Perché la sua richiesta di rafforzare il personale dei Carabinieri addetti alla sicurezza dell’Ambasciata  non è mai stata presa in considerazione ed esaudita?

Uomini e fondi delle Nazioni Unite per il Congo

Come mai i 20.000 uomini delle Nazioni Unite, i cosiddetti caschi blu, non sono stati utilizzati per scortare quel convoglio che si recava nella zona dove il rischio di attacchi da parte dei ribelli è il più elevato della Repubblica Democratica del Congo?
Che fine hanno fatto i milioni di dollari stanziati dalle Nazioni Unite a sostegno della popolazione del Congo che vive da decenni cronicamente in una situazione drammatica di miseria ed alle prese con molte malattie spesso letali e con un livello di denutrizione pediatrica tra i peggiori al mondo?
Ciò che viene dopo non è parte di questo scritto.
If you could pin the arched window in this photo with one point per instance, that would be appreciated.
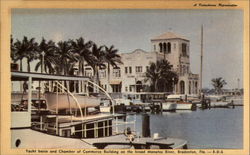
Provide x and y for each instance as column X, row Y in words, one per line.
column 184, row 49
column 169, row 47
column 164, row 47
column 160, row 45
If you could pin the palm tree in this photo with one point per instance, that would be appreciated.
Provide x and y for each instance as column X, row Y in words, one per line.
column 25, row 49
column 47, row 55
column 66, row 58
column 218, row 84
column 161, row 76
column 83, row 52
column 111, row 58
column 98, row 63
column 13, row 53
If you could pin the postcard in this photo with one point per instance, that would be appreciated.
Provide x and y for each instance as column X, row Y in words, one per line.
column 124, row 77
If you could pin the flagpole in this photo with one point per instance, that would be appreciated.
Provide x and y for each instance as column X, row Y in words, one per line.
column 201, row 59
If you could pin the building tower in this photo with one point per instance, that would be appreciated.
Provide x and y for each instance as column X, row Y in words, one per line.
column 175, row 49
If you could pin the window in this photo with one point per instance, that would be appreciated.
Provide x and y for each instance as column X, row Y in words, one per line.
column 116, row 73
column 184, row 49
column 164, row 47
column 130, row 88
column 130, row 69
column 126, row 88
column 138, row 69
column 102, row 73
column 160, row 45
column 169, row 47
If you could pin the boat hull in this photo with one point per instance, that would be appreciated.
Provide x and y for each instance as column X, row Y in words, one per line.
column 66, row 101
column 169, row 106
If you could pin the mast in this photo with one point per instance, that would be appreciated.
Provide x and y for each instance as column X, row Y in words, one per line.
column 201, row 59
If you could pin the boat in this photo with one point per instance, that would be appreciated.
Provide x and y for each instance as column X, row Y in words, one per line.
column 105, row 106
column 42, row 124
column 181, row 102
column 169, row 106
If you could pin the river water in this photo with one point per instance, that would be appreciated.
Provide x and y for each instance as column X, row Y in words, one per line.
column 216, row 128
La storia di Kiza, una bambina ricoverata per una grave anemia che necessita di terapia intensiva. Una storia raccontata dal personale volontario di Medici Senza Frontiere.
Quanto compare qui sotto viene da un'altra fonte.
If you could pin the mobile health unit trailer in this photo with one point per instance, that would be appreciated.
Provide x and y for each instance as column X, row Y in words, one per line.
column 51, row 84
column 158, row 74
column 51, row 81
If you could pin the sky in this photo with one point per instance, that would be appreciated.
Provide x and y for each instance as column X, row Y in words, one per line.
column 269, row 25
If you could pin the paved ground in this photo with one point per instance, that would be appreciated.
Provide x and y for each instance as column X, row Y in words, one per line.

Le parole di Zakia Seddiki, la moglie di Attanasio

Cosa vuol dire la moglie di Attanasio quando dice “siamo stati traditi da chi ci era vicino?”
Per quale motivo i  componenti del convoglio non sono stati uccisi subito, ma solo dopo essere stati rapiti e trasferiti all’interno della foresta?
Per quale motivo Rocco Leone, il Responsabile WFP in Congo, sopravvissuto all’attacco, dichiara spontaneamente in un comunicato dall’Ufficio Stampa del WFP: “non posso  parlare dei dettagli che riguardano l’attacco subito quella mattina?
Quale movente ha spinto il killer di Luca Attanasio e del suo carabinierie a compiere il drammatico gesto ?

Domande che attendono risposte, soprattutto per le famiglie delle vittime colpite negli affetti più profondi… domande e risposte che attendono giustizia...risposte che forse non avremo mai.